Meseleyi biraz daha açarak ve somut örnekler üzerinden yürüyerek netleştirmeye gayret edelim. Mesela, ailemizin memnuniyetini sağlamak için faizli kredi alarak herhangi bir şeyi almak ile Allah’ın faizden uzak durun emrinin çatıştığı durumdaki tavrımız veya bulunduğumuz bir makamdaki yetkimizi kullanarak akraba ve dostlarımızı küstürmeyelim diye onlara haksız menfaat ve kazançlar sağlayacak isteklerini yerine getirmek ile üstlendiğimiz görevin bize emanet olarak verildiğini ifade eden Allah’ın ilkeleri karşı karşıya geldiğindeki tutumumuz kimin rızasını ve memnuniyetini öncelediğimizi ortaya koyacaktır. Bu örneklerin sayısını çoğaltmak mümkündür. Ama kanaatimce gerek yoktur. Çünkü bütün bunlarda esas belirleyici olan, bizim kimin memnuniyetini ve rızasını öncelediğimizdir.
Etrafımızda bulunanlara olan sevgimiz hatta bazen acıma ve merhametimiz bizi yanlış tercihler yapmaya sevk edebilir. Aman uykusunu iyi alsın, uykusu bölünmesin diyerek çocuğumuzu namaza kaldırmamak veya onların Allah’ın rızasına uygun olmayan isteklerini sırf bize kırılmasınlar, gücenmesinler diyerek yerine getirmek, Allah Teâlâ’yı gücendirmeyi göze almak anlamına gelir. Şunu unutmamak gerekir ki Allah bize gücendiğinde, dünyadaki bütün insanlar bizden memnun olsa dahi bize yardımcı olamazlar. Bu sebeple olsa gerek ki etrafındakilerin rızasını ve memnun olmasını önemseyen Muâviye’ye Hz. Âişe (ra)  yazmış olduğu bir mektupta, “Ben Resûlullah’ı (sav) şöyle buyururken işittim.” diyerek öncelikli olarak kimi razı etmenin gerektiği hususunda hatırlatmada bulunur; "Kim, (bir konuda) insanlar kendisine buğzetse dahi, (o konuda) Allah’ın rızasını ararsa, Allah da insanların vereceği sıkıntıdan onu kurtarır.

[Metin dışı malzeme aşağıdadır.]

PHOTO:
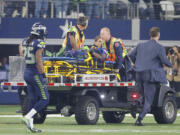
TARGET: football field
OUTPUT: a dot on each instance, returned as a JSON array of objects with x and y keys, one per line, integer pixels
[{"x": 10, "y": 124}]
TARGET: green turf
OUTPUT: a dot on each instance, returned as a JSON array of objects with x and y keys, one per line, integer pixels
[{"x": 68, "y": 126}]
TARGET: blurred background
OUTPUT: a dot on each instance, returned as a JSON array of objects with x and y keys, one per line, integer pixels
[{"x": 127, "y": 19}]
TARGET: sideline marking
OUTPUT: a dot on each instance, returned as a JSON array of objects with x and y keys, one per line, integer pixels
[{"x": 59, "y": 115}]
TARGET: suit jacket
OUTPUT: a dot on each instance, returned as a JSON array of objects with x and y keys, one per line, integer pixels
[{"x": 150, "y": 56}]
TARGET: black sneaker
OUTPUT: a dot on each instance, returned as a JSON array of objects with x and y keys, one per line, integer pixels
[{"x": 138, "y": 123}]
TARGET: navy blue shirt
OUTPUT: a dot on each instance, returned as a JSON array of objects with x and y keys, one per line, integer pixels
[
  {"x": 29, "y": 51},
  {"x": 118, "y": 52}
]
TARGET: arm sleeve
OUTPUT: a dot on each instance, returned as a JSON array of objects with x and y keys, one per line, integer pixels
[
  {"x": 41, "y": 45},
  {"x": 163, "y": 58},
  {"x": 132, "y": 55},
  {"x": 118, "y": 51}
]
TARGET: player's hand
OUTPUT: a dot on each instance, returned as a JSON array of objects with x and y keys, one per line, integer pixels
[
  {"x": 45, "y": 80},
  {"x": 116, "y": 70}
]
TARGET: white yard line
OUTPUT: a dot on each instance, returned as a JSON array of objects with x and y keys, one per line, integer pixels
[
  {"x": 59, "y": 115},
  {"x": 99, "y": 131},
  {"x": 111, "y": 131}
]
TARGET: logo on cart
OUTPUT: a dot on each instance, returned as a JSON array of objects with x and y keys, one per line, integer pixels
[{"x": 95, "y": 78}]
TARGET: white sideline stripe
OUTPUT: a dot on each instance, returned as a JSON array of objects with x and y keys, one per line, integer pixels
[
  {"x": 97, "y": 131},
  {"x": 110, "y": 131},
  {"x": 59, "y": 115}
]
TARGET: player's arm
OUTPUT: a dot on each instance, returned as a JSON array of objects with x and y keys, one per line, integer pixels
[
  {"x": 21, "y": 50},
  {"x": 39, "y": 61},
  {"x": 118, "y": 51},
  {"x": 73, "y": 41}
]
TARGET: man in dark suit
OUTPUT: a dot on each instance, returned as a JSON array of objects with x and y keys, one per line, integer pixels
[{"x": 149, "y": 59}]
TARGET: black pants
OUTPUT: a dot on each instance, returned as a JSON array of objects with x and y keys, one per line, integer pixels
[{"x": 148, "y": 88}]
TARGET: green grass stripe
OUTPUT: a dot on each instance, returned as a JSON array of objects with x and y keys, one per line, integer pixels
[{"x": 40, "y": 86}]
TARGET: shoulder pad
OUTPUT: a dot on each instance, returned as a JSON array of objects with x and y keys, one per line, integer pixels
[
  {"x": 40, "y": 43},
  {"x": 117, "y": 44}
]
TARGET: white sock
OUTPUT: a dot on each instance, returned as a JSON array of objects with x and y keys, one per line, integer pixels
[{"x": 31, "y": 113}]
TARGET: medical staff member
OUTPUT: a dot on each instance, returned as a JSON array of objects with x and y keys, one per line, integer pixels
[{"x": 149, "y": 58}]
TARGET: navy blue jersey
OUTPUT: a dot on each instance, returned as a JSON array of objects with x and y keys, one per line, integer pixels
[{"x": 29, "y": 50}]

Kim de Allah’ın hoşnut olmayacağı (bir konuda) insanların beğenisini elde etmek isterse, Allah onu o insanların insafına terk eder.”[1]

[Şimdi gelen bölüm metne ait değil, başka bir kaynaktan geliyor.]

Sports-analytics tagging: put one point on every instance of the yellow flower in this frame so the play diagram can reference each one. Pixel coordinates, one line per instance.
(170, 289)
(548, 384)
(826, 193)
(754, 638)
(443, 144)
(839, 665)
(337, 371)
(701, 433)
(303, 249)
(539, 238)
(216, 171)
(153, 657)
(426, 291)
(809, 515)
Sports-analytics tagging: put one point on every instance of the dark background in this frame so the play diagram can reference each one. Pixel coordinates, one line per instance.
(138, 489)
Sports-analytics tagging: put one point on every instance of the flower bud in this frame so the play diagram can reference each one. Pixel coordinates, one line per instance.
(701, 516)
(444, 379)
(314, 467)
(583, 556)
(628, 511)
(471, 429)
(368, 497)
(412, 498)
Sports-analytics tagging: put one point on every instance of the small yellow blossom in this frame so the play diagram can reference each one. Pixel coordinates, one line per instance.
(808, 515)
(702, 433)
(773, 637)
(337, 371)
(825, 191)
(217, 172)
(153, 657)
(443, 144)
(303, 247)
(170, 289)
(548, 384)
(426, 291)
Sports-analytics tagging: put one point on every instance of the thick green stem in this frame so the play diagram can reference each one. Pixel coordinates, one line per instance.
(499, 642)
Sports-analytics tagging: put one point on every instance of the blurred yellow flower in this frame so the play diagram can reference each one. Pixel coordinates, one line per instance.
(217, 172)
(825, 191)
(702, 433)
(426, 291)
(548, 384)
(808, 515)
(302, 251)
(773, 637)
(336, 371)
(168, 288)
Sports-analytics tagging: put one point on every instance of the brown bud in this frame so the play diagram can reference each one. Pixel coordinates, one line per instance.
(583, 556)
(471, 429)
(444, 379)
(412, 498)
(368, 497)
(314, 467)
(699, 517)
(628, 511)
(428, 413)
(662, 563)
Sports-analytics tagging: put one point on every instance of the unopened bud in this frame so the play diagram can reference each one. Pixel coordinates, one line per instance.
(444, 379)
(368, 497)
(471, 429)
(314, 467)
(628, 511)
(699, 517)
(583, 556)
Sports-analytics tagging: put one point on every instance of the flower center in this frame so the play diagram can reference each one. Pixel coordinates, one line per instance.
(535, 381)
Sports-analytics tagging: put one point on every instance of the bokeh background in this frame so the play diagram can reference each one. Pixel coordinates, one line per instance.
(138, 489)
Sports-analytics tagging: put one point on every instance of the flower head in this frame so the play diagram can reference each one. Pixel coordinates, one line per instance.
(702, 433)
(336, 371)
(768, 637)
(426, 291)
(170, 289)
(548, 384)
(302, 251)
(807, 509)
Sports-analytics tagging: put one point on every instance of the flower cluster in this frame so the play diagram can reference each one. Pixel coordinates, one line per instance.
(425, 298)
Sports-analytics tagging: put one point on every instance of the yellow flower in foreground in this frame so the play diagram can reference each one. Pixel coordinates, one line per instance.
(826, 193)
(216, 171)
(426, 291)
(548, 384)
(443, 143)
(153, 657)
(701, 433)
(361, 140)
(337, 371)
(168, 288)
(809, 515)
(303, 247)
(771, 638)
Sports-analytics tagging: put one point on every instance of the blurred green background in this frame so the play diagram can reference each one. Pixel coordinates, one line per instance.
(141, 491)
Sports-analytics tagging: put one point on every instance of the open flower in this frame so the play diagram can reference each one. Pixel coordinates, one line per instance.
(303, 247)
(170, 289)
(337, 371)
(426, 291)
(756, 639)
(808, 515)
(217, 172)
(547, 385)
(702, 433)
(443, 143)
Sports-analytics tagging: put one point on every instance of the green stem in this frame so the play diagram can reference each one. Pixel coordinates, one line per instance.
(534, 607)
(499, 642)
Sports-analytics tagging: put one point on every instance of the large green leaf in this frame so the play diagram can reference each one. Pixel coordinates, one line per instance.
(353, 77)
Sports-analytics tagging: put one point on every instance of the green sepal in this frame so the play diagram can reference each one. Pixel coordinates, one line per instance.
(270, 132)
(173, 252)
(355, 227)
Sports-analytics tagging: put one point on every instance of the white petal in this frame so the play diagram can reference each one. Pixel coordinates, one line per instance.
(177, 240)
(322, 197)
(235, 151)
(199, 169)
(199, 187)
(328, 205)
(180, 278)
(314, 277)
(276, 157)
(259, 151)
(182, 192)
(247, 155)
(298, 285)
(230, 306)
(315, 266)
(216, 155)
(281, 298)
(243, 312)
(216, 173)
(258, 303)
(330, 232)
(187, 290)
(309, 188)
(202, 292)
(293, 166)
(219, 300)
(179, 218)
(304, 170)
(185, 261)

Biz, amellerimizde elimizden geldiğince hem Allah’ı hem de kulları razı etmeye gayret etmeliyiz. Ancak Allah’ın rızası ile kulların rızası uyuşmadığında yapılacak olan şey Allah’ın rızasını tercih etmektir. Ama hakikati kavramayanlar ve ikiyüzlüler insanların rızasını ve memnuniyetini kazanmak adına Allah’ın adını dahi kullanırlar. Tıpkı şu ayette böyle davrananların tavırlarına dikkat çekildiği gibi: “Onlar, sizi hoşnut etmek için size Allah adına yeminler ederler. Oysa daha öncelikli bir görevleri var: Allah’ı hoşnut etmek, O’nun Elçisi’ni de… Tabii yürekten inanmışlarsa eğer!” (et-Tevbe 9/62) Bu şekilde davrananlar insanları memnun edip razı etseler dahi Allah’ın rızasını kazanamayacakları için kaybedenler safında yer alacaklardır.[2] Zira asıl olan Allah’ın rızasını kazanabilmek adına kendi arzularını, isteklerini hatta canını feda edip O’nun rızasını öncelemenin[3] peşine düşebilmektir.

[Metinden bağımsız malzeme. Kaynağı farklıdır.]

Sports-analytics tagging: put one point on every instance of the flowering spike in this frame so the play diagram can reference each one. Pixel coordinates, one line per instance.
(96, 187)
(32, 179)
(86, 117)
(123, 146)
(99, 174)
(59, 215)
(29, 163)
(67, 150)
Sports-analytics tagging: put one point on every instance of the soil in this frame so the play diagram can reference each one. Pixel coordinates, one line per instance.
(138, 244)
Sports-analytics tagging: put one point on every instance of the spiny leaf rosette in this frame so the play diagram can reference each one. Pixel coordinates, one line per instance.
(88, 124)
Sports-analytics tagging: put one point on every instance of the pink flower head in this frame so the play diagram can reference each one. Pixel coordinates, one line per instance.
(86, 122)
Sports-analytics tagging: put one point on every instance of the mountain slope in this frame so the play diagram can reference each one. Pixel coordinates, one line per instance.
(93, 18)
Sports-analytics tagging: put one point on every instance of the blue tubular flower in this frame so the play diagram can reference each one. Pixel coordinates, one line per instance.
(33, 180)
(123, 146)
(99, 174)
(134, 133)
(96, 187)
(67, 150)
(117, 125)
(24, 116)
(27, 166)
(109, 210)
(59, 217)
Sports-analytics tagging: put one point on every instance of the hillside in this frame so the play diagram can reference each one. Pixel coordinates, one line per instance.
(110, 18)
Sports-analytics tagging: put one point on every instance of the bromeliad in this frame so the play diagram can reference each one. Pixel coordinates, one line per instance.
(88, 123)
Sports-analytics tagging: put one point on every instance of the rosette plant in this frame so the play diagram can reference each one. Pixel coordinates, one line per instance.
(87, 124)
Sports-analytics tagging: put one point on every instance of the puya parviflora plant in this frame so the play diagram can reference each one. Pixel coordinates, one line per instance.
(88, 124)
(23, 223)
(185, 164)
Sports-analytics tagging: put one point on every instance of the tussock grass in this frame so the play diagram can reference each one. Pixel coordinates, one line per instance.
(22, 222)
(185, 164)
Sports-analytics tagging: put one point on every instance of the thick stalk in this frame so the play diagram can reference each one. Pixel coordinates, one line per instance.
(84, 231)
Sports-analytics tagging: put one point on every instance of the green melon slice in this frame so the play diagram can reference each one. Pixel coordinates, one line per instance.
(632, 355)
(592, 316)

Halk arasında dolaşan bir söz vardır; “Öldükten sonra insanların seni çabuk unutacaklarını bilseydin, hayatını Allah’tan başkalarını memnun etmek için geçirmezdin…” Öyleyse hayattaki seçimlerimizi, tercihlerimizi ve önceliklerimizi iyi yapmamız gerekir. Aksi durumda asıl memnun edilmesi gerekenin rızasını ıskalarız. Yani ulaşılamayacak olanın peşine düşmüş, vazgeçilmeyecek olanı da ihmal etmiş oluruz.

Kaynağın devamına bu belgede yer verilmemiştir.